Researchers find first U.S. bacteria with worrisome superbug genes

Colonies of E. coli bacteria are seen in a microscopic image courtesy of the CDC Colonies of E. coli bacteria grown on a Hektoen enteric (HE) agar plate are seen in a microscopic image courtesy of the U.S. Centers for Disease Control (CDC). U.S. health officials on May 26, 2016 . CDC/Handout via REUTERS

(Reuters) – New Jersey researchers said on Monday they had identified perhaps the first strain of E. Coli bacteria in the United States with mobile genes that make it resistant to two types of antibiotics now considered last-line defenses against superbugs.

Researchers said the strain of bacteria was found in a 76-year-old man who was treated in 2014 for a complicated urinary tract infection. Further analysis in 2016 showed the bacterium carried mcr-1, a gene that creates resistance to the last-ditch antibiotic colistin. It was also shown to carry blaNDM-5, a gene that blocks effectiveness of carbapenems, which are considered medicine’s most reliable current antibiotics now that bacteria have found ways of outwitting other families of antibiotics.

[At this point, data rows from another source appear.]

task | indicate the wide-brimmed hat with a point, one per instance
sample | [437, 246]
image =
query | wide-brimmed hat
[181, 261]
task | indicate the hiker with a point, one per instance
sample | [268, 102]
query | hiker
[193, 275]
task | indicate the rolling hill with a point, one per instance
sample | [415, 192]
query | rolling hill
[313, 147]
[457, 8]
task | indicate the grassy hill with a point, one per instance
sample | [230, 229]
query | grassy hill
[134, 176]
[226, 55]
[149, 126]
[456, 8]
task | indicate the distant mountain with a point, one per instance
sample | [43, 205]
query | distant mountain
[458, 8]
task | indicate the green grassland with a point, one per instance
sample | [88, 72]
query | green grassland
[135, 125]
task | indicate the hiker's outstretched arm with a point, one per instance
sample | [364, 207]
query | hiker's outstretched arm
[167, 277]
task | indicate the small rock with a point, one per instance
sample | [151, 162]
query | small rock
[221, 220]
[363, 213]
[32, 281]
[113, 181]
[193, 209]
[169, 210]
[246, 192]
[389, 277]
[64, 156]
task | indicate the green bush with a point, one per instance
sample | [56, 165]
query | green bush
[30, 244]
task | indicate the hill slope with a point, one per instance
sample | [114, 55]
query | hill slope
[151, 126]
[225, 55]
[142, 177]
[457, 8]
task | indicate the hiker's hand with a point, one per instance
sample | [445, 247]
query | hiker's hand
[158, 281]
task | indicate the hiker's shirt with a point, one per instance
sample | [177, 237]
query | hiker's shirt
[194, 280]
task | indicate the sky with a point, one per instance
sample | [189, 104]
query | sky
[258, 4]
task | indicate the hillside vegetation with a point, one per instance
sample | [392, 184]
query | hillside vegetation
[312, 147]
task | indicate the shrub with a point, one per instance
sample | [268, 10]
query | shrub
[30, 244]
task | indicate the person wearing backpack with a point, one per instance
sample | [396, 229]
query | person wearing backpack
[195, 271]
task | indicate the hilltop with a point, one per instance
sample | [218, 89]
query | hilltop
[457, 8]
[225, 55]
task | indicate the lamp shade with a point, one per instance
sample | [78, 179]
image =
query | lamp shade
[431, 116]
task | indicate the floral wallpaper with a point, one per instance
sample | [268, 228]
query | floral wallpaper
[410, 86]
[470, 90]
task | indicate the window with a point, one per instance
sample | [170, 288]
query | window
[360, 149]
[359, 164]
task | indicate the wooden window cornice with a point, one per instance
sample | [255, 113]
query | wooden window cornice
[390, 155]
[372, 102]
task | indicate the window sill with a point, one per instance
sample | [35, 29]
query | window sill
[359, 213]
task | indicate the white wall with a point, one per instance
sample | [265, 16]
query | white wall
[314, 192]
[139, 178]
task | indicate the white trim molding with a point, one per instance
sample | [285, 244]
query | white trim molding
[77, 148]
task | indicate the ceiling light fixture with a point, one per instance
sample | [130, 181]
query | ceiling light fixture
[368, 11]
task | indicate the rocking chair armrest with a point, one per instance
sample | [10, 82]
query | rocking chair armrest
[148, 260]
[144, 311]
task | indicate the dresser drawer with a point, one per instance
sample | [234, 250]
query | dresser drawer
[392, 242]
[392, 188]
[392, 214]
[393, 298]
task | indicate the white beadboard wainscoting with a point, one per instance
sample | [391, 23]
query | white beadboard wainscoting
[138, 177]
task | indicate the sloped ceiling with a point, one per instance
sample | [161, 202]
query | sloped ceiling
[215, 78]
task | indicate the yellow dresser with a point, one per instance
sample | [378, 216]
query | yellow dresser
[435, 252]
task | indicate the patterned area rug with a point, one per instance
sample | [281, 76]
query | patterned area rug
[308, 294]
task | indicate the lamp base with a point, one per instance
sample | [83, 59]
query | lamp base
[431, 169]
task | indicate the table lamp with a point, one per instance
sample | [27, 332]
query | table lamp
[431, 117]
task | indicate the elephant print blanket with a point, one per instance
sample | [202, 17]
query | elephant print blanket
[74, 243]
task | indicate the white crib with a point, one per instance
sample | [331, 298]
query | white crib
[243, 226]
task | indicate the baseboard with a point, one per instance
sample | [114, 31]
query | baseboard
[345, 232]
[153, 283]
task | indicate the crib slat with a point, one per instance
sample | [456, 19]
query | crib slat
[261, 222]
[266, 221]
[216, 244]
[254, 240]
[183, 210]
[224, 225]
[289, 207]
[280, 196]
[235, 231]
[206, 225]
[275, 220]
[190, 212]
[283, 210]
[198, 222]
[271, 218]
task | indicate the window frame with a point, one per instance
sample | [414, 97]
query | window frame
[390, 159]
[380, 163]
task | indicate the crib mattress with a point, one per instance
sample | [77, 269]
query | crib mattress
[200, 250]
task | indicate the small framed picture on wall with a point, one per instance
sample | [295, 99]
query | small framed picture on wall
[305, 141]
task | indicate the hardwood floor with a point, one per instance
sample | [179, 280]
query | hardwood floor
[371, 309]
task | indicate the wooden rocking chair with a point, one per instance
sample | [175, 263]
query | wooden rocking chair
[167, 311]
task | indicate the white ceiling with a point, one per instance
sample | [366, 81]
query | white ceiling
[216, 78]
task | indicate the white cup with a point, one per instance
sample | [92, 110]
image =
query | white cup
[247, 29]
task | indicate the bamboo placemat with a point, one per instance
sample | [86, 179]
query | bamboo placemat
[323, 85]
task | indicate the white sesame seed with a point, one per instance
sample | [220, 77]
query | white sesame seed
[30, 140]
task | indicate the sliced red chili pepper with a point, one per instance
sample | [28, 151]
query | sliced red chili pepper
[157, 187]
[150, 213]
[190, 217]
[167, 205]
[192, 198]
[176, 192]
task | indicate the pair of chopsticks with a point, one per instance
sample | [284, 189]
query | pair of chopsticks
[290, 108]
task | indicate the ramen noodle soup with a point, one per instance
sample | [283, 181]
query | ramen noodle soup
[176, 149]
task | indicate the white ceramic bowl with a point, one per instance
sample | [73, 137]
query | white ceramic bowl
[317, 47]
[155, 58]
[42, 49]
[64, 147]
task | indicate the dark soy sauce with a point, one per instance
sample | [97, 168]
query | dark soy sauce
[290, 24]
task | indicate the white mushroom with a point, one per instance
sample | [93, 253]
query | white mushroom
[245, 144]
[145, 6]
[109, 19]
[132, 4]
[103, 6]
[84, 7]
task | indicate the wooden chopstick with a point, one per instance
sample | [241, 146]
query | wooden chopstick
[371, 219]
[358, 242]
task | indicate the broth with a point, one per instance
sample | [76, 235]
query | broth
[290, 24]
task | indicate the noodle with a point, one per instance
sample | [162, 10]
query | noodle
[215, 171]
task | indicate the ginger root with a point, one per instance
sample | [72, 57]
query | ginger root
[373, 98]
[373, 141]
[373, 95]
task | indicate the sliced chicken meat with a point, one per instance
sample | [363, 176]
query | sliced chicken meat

Results of the study were reported on Monday in mBio, an online open-access journal of the American Society for Microbiology.

Although the patient was treated successfully with other antibiotics, researchers said the bacterium had the potential to spread and become a powerful superbug.

“The good news is that this did not cause a major outbreak of drug-resistant infection,” said senior study author Barry Kreiswirth, director of the Public Health Research Institute Tuberculosis Center at Rutgers University in Newark, New Jersey.